On October 2nd, 2009, at 7PM, Maria Krushevskaya will perform at the 11th International Harp Festival in the Royal Palace of Gödöllő, Hungary. She will play a virtuoso programme you can find here. She asked Camac to lend her a harp for the concert, which we have done with great pleasure and pride.
Maria, can you tell me about studying the harp in Russia? How do you work? What are the values?
First I would like to say that in Russia we have a very rigorous education. Harp lessons happen twice a week, very regularly. We begin to study early, when we are about six, which gives us a long training to become musicians.
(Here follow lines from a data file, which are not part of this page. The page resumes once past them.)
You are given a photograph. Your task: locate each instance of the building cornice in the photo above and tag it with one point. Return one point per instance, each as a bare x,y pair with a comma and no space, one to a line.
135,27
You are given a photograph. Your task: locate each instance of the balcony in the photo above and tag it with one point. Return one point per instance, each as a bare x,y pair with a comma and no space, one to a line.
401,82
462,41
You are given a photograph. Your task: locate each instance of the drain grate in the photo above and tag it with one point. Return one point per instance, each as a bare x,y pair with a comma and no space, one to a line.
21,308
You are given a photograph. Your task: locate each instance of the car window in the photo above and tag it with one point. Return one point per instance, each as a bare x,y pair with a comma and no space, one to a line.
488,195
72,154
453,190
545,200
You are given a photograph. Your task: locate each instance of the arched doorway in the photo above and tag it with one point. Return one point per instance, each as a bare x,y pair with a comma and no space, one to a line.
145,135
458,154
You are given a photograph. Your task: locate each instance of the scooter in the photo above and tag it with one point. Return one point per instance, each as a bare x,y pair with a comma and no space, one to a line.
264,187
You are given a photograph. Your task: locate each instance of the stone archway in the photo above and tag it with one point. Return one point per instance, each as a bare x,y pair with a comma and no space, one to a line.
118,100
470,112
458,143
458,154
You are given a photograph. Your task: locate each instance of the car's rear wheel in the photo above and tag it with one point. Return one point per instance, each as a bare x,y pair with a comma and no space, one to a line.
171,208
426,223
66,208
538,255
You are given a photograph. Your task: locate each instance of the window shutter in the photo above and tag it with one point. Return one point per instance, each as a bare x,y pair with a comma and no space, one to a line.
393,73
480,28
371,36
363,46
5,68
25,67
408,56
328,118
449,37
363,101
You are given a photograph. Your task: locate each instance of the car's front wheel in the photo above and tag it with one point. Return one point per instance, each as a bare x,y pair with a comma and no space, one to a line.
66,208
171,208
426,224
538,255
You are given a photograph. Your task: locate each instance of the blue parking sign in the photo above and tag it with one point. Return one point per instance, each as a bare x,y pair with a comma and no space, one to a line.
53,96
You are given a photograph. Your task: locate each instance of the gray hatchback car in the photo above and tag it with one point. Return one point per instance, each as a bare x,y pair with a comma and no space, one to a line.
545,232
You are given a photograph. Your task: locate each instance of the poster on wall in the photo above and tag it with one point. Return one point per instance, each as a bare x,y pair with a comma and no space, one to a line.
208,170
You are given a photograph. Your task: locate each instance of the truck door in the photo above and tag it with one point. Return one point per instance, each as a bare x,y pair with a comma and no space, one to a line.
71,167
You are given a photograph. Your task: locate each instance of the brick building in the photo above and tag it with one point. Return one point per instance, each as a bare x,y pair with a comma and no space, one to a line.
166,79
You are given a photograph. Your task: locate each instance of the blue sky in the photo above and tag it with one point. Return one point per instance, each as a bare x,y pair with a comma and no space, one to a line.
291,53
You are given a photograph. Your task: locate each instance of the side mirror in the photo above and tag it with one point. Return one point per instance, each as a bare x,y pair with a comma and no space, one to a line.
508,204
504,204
Also I can say that Russians take their professional training very seriously: they want to win competitions, become famous, and get good work in the future.
The Russian school is very good technically. From the very beginning, every young harpist practices many different exercises to develop their technique. Sound is also very important: the Russian sound is very strong and round. Most importantly, each young harpist is taught to be a musician first and an instrumentalist second – learning to listen to himself, hear his own sound, and control the whole process of working himself.
You won the Bloomington Competition in 2007, which is obviously a huge achievement. How did you prepare for it, and how did you cope with the pressure when you were there? What do you think you need to have and do to be a serious competitor in a big competition?
Yes, I won the Bloomington Competition because, ever since I was very young, I had a great desire to win. I think the desire to win is a crucial reason behind competition success. That and hard work! I did several competitions before I won the big one in Bloomington, over seventeen years of practice and preparation. My first international competition was in France when I was fifteen – that was when my teacher, Milda Agazarian, decided that I was ready to try international harp competitions. Before the IHC in Bloomington, I played a lot of concerts in Russia and also some concerts abroad, to give me experience both of competitions and on the concert platform. I think I was ready to win Bloomington because of the experience I had accumulated by this time. It doesn’t happen overnight.
I've always had the impression that Russians understand competing very well. Do you think I am right?
I can say only that unfortunately in Russia, harpists don’t have much chance of a good job without notching up formal successes. You especially need the sort of CV competition wins build up to be able to play concerts. So we have to play some competitions, because our careers depend on them. That’s why Russian harpists take competitions so seriously; they understand that they are a chance to prove themselves to be a really talented musician, particularly in Russia. I dream that one day, Russia will be able to guarantee success for our most talented harpists without having to go through this.